February 13, 2019 -- The Santa Monica Coalition for a Livable City (SMCLC) -- which helped usher in a slow-growth movement more than a decade ago -- has terminated its political action committee.

In its terminating campaign disclosure statement filed December 27, the group reported spending $4,306 on the November 6 race for three Council seats.

The Coalition, which only endorsed incumbent Sue Himmelrich, is waiting to see what future Santa Monica elections might hold, said its founder Diana Gordon ("Santa Monica Slow-Growth Group Endorses One Council Candidate," October 30, 2018).

"We'll reactivate the PAC when we have a candidate or candidates that we want to support for the Council," said Gordon, who heads the 14-year-old group.

"We didn't really use it in the last election, and I think we're going to wait and see what's going on in the next election," she said, noting the ongoing voting rights lawsuit between the City and Latino plaintiffs over district elections.

"By then we hope to have some candidates other than Sue that we can fervently support," Gordon said.

Last November marked the first time the Coalition failed to back incumbent Kevin McKeown, who was endorsed by the group in 2006, 2010 and 2014.

McKeown opposed Measure LV, a slow-growth initiative backed by the Coalition that was defeated at the polls in 2016, and was endorsed last year by Santa Monica Forward, a group largely bankrolled by developers.

Launched in 2005 to stop the proposed redevelopment of Santa Monica Place, the Coalition has been a political influence in Santa Monica, although it typically spends less than $15,000 on political campaigns ("Mall Owners Seek to Put Redevelopment Plans on Hold," August 11, 2005).

Its biggest foe was former mayor Pam O'Connor, a candidate the group spent more than a decade trying to unseat before she failed to win a record seventh term in November.

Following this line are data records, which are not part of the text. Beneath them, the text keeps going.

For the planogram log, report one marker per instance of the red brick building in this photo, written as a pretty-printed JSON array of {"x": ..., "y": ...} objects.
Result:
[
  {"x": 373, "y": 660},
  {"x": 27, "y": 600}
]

Over the years, the Coalition used its PAC to hit O'Connor -- a staunch advocate of public transit and housing concentrated near transit stops -- with a barrage of negative mailers that painted her, along with Councilmember Terry O'Day, as having sold out to developers.

And it bolstered the campaigns of slow growth candidates such as McKeown, Himmelrich and Councilmember Ted Winterer, who helped draft the 2008 "RIFT" initiative sponsored by the Coalition. It also backed Planning Commissioner Richard McKinnon.

In addition to its campaign activities, SMCLC is a local political watchdog that uses Freedom of Information Act (POIA) requests to expose how the City sometimes fails to follow its own campaigns.

In 2016 the Coalition found that municipal employees were abusing the City's own campaign to limit driving and parking downtown ("Activist Group Finds City of Santa Monica Abuses Own Campaign Limiting Driving and Parking Downtown," January 27, 2016).

Last year, the group issued a report that found that two-thirds of City employees drove alone to work during peak hours and fewer than 15 percent came by bus, bicycle or Expo ("Santa Monica's Mobility Plan Isn't Working, Development Watchdog Group Contends," October 10, 2018).